Um Unternehmen mit der CO2-Bepreisung nicht zu sehr zu belasten, möchte der konservative Kreis der SPD die Stromkosten für bestimmte Industriesparten reduzieren. - BIld: Pixabay

| von Sarah Wieser

Diese Informationen gehen aus einem aktuellen Positionspapier hervor, das der Düsseldorfer 'Rheinischen Post' vorliegt.

Darin heißt es dem Bericht zufolge, dass es für Unternehmen der stromintensiven Industrie eine zeitlich begrenzte Entlastung durch eine Absenkung der Steuern, Umlagen und Abgaben auf Strom geben müsse. Der Grund: Die 'Seeheimer' sehen durch die CO2-Bepreisung zusätzliche Belastungen auf diese Unternehmen zukommen, weil die Betriebe von einer Absenkung der EEG-Umlage aufgrund der bestehenden Befreiung nicht profitieren würden.

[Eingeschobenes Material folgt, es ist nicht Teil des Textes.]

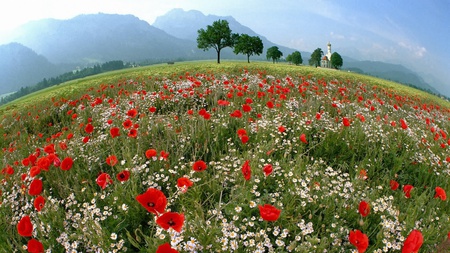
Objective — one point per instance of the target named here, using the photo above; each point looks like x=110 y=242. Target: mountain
x=393 y=72
x=20 y=66
x=185 y=24
x=97 y=38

Zudem wolle man Investitionen in eine klimaneutrale Produktion steuerlich fördern, zitiert das Blatt aus dem Papier. "Im Gegenzug sollen sich diese Unternehmen verpflichten, ihre Treibhausgas-Emissionen bis zum Jahr 2035 deutlich zu reduzieren und bis 2050 komplett CO2-neutral zu produzieren."

Damit die Unternehmen auch weiterhin an ihre Zukunft in Deutschland glauben, brauche es Klarheit bis zur Einführung der CO2-Bepreisung. Laut des Papiers lasse sich der beste Klimaschutz durch Arbeitsplätze sichern. Um ein internationales Vorbild zu werden fordern die "Seeheimer" in dem Papier außerdem einen europäischen Binnenmarkt, „der nur CO2-neutral produzierte Waren aus- und einführt“.